| name | benchmark |
| description | Benchmark HBF performance using Apache Bench (ab). Measures static asset serving, versioned filesystem operations, and QuickJS runtime routes. Maintains historical data for performance tracking over time. |
HBF Benchmark Skill
This skill provides reproducible performance benchmarking for HBF using Apache Bench (ab). It tests three main categories of operations and maintains historical data for comparison over time.
Benchmark Categories
1. Static Assets (latest_fs reads)
Tests serving static files from the embedded SQLite database via the latest_files view.
Endpoints:
/static/style.css- Small CSS file/static/favicon.ico- Empty file
2. QuickJS Runtime Routes
Tests endpoints that require QuickJS execution and JSON serialization.
Endpoints:
/hello- Simple JSON response/user/42- Parameterized route with path parsing/echo- Echo endpoint reflecting request details
3. Versioned Filesystem Writes (dev mode)
Tests write operations to the versioned filesystem (requires --dev flag).
Endpoints:
PUT /__dev/api/file?name=static/bench.txt- Write new version to versioned filesystemGET /__dev/api/file?name=static/bench.txt- Read from versioned filesystem
Benchmark Parameters
Default test parameters (configurable):
- Requests: 1,000 requests per endpoint
- Concurrency: 10 concurrent connections
- Port: 5309 (HBF default)
These defaults provide faster test runs while maintaining statistical validity.
Historical Data Storage
Results are stored in /workspaces/hbf/.benchmark/results.db using SQLite:
CREATE TABLE IF NOT EXISTS benchmark_runs (
run_id INTEGER PRIMARY KEY AUTOINCREMENT,
timestamp TEXT NOT NULL,
git_commit TEXT,
git_branch TEXT,
build_mode TEXT,
notes TEXT
);
CREATE TABLE IF NOT EXISTS benchmark_results (
result_id INTEGER PRIMARY KEY AUTOINCREMENT,
run_id INTEGER NOT NULL,
category TEXT NOT NULL,
endpoint TEXT NOT NULL,
requests INTEGER NOT NULL,
concurrency INTEGER NOT NULL,
time_taken REAL NOT NULL,
requests_per_sec REAL NOT NULL,
time_per_request REAL NOT NULL,
transfer_rate REAL NOT NULL,
failed_requests INTEGER NOT NULL,
FOREIGN KEY (run_id) REFERENCES benchmark_runs(run_id)
);
Usage
When you invoke this skill, it will:
- Build HBF binary (optimized release mode by default)

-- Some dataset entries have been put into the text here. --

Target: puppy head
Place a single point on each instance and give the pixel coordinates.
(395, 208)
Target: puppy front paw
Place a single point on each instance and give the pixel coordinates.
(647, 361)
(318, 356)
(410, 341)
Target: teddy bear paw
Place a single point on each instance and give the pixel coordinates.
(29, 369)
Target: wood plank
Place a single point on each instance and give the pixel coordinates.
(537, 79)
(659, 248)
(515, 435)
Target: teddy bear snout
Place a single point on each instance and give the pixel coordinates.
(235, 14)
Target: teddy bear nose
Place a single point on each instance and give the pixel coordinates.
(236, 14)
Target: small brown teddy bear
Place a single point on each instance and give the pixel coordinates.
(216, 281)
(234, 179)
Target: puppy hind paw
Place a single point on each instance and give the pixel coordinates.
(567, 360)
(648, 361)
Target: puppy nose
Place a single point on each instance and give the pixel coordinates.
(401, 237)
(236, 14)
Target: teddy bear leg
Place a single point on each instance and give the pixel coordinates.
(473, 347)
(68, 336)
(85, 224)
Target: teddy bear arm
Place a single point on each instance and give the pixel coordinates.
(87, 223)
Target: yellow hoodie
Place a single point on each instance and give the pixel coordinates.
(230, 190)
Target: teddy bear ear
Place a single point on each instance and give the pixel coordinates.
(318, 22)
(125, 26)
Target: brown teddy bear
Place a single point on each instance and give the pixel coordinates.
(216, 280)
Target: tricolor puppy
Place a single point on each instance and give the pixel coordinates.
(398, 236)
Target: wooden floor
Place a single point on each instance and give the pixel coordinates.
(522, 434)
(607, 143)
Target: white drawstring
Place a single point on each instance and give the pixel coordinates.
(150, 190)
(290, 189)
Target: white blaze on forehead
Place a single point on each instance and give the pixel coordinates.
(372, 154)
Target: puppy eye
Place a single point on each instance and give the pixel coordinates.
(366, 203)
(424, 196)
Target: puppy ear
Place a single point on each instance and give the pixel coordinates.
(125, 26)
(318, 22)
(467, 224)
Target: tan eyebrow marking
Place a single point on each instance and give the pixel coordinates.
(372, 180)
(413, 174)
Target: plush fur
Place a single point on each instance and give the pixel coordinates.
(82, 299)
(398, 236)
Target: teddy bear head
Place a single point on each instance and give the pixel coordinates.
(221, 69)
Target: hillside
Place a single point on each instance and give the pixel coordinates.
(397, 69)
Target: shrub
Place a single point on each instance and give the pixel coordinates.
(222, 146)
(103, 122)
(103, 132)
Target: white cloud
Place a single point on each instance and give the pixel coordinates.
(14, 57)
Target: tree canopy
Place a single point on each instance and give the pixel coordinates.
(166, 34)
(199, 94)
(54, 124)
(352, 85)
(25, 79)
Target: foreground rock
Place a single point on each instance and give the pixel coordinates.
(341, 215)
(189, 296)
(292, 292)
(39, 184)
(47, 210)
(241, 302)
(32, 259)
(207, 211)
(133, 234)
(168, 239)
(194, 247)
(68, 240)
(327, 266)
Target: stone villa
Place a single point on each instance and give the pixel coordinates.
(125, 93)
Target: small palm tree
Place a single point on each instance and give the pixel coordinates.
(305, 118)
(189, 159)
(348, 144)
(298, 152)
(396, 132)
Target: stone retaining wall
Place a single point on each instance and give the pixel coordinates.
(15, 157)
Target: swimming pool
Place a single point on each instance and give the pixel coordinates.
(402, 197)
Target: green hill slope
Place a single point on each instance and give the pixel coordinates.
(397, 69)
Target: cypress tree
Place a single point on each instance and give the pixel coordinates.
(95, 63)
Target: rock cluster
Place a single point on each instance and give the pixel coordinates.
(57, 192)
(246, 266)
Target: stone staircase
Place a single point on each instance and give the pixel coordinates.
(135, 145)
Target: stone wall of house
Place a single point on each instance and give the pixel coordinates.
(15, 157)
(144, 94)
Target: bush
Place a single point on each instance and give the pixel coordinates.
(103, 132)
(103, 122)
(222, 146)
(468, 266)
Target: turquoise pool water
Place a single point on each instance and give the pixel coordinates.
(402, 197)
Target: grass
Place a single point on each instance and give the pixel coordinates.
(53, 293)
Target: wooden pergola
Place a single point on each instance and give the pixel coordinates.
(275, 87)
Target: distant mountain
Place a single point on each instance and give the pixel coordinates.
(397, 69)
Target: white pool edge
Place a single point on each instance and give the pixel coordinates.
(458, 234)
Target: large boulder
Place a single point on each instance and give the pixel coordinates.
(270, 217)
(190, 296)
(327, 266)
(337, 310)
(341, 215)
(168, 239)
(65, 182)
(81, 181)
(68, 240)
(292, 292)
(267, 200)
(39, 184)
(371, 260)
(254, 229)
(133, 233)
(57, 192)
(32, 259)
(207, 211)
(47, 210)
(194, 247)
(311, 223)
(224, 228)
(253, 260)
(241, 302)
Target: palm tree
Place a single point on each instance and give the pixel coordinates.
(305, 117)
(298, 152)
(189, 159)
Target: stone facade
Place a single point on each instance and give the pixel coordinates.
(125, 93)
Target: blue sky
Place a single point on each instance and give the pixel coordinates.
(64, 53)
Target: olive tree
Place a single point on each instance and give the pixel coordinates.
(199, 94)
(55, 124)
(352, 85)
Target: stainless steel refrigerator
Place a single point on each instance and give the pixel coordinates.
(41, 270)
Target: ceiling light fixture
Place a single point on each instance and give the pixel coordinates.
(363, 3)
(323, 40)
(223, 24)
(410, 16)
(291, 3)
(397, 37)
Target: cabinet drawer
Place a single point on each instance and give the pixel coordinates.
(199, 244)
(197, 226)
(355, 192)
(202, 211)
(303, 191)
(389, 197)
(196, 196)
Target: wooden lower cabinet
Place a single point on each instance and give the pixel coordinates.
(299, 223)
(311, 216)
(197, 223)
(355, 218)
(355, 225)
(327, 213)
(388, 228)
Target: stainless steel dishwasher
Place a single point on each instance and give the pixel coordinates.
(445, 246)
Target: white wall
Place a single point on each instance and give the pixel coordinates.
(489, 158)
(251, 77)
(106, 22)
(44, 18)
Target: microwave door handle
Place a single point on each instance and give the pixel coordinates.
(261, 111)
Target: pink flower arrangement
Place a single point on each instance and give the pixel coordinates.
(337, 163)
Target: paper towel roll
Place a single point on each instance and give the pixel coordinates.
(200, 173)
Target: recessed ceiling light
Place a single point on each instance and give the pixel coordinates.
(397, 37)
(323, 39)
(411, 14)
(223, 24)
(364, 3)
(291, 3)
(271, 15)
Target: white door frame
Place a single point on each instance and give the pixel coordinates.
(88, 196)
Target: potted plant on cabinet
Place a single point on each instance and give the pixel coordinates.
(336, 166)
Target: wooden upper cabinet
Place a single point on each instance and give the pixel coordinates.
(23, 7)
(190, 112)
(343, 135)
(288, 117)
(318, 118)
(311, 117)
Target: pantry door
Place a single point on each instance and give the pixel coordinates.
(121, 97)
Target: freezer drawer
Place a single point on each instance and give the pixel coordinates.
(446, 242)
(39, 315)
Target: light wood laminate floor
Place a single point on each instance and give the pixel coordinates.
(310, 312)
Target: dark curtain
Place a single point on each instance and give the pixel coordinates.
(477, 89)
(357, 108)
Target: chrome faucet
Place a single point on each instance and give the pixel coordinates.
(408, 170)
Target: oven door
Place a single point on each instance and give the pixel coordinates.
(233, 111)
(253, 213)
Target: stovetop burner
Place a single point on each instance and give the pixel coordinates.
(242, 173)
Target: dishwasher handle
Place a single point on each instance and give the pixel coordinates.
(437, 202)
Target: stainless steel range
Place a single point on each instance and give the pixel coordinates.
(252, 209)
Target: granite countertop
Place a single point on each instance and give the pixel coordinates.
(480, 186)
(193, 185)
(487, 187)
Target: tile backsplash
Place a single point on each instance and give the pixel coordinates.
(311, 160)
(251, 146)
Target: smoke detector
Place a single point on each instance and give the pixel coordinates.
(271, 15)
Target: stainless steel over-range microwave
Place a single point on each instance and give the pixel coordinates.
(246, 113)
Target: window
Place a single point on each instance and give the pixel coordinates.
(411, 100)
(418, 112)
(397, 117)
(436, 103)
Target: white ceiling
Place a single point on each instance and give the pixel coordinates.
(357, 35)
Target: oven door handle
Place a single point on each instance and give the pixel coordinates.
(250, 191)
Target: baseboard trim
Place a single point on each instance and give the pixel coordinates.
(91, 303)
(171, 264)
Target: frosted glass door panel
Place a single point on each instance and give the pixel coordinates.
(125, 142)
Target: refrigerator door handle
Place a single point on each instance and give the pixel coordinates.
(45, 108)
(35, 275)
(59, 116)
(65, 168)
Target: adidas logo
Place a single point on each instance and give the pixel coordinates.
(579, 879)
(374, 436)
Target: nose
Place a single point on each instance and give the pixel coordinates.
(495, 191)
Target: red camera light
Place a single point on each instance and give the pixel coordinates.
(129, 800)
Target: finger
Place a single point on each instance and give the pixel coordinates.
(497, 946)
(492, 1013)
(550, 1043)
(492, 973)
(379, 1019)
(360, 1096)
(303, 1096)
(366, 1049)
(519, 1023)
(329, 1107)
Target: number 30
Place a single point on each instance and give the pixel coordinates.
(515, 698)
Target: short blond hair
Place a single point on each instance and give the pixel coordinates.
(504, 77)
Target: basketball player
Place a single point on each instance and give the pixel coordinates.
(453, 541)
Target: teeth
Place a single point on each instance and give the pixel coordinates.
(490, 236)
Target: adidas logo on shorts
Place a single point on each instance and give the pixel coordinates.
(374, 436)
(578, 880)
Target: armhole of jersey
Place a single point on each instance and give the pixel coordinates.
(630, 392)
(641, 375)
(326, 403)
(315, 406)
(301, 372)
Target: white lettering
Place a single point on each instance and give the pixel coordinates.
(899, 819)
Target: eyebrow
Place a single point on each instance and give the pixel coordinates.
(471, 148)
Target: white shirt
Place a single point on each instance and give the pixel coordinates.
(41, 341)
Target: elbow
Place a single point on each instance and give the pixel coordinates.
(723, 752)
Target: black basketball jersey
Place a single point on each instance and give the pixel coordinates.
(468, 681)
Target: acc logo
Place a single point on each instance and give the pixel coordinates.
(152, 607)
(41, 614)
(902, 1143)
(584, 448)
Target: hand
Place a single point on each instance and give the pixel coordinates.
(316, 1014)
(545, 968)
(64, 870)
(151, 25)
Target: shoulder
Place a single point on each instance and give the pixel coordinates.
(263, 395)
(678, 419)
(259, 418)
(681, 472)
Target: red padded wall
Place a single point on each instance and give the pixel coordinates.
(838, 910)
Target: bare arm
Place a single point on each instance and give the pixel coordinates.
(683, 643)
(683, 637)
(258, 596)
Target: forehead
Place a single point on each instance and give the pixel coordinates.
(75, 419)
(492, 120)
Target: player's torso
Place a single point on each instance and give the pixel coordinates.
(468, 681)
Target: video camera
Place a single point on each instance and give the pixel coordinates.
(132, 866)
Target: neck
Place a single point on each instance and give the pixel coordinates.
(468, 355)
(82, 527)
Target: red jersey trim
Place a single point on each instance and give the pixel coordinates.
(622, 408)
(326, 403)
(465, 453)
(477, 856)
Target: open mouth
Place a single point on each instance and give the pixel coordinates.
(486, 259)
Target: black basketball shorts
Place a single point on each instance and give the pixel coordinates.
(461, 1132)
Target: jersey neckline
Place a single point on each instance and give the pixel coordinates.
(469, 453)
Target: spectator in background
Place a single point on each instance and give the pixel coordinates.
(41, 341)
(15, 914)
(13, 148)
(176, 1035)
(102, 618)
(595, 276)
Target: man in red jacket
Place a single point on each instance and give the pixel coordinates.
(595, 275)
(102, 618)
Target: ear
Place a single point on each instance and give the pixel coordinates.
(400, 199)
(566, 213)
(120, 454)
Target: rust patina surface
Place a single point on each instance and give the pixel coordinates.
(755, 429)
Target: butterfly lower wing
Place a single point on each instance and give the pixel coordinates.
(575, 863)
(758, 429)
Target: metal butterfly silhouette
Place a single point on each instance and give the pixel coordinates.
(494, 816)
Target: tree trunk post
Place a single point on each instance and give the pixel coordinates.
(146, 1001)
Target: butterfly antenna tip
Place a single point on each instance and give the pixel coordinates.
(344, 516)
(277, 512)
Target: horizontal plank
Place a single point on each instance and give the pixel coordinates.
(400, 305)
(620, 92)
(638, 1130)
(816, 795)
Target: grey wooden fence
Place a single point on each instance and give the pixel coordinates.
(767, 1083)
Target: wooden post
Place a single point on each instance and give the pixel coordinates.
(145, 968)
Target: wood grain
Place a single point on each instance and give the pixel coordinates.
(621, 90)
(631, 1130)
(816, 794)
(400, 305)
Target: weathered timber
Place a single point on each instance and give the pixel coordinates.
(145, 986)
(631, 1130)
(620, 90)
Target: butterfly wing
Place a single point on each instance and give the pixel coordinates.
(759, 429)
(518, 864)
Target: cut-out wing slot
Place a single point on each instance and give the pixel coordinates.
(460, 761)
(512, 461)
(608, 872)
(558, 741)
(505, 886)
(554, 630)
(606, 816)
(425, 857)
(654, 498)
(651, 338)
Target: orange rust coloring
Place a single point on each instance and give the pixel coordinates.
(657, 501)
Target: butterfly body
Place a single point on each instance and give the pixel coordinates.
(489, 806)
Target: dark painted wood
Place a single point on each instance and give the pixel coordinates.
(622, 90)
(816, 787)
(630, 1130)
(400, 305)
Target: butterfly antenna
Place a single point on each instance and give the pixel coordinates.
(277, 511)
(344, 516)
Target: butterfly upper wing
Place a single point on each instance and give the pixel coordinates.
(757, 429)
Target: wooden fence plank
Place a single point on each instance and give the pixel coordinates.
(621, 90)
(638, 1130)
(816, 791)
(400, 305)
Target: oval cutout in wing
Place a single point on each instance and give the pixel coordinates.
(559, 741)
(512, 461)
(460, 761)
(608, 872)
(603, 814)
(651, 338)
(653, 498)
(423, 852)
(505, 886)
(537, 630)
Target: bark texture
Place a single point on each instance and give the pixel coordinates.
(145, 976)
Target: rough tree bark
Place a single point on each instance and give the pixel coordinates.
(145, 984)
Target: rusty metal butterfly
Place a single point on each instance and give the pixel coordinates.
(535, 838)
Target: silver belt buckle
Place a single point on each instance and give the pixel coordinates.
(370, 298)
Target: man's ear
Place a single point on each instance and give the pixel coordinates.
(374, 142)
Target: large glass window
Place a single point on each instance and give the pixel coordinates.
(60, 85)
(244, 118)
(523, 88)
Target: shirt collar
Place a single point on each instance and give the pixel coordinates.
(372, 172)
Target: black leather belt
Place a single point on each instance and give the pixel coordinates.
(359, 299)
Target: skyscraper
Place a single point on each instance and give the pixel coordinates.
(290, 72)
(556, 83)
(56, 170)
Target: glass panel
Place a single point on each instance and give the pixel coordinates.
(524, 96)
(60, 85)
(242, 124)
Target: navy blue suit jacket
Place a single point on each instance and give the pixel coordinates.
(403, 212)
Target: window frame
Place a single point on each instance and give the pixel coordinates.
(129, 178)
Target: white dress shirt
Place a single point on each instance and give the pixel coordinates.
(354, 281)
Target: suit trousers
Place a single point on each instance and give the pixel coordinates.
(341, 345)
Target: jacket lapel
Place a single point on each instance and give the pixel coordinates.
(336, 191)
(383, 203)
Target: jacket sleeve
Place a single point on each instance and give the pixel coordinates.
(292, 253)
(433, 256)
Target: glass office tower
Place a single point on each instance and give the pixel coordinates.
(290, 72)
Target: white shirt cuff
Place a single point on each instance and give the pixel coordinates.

- Start server in background on port 5309
- Run benchmarks for all endpoints across three categories
- Store results in historical database
- Display summary with comparison to previous runs
- Clean up (stop server, save results)
Commands
Run Full Benchmark Suite
# Default: 1k requests, concurrency 10
./benchmark.sh
# Custom parameters
./benchmark.sh --requests 50000 --concurrency 50
# With build mode specification
./benchmark.sh --build-mode opt --requests 10000
# Add notes for this run
./benchmark.sh --notes "After QuickJS optimization"
View Historical Results
# Show recent benchmark runs
./show_results.sh
# Compare specific runs
./show_results.sh --compare run1 run2
# Show trend for specific endpoint
./show_results.sh --trend /hello
Benchmark Script Implementation
The main benchmark.sh script performs:
Environment setup
- Check prerequisites (ab, sqlite3)
- Initialize results database
- Get git metadata (commit, branch)
Build binary
bazel build //:hbf --compilation_mode=opt- Use consistent build flags for reproducibility
Start server
- Launch in background with
--port 5309 - Launch dev mode server with
--devfor write tests - Wait for health check
- Launch in background with
Run benchmarks
- Category 1: Static assets
- Category 2: QuickJS routes
- Category 3: Versioned filesystem ops (with
--dev)
Parse results
- Extract key metrics from ab output
- Store in SQLite database
Generate report
- Summary table with all endpoints
- Comparison with previous run (if available)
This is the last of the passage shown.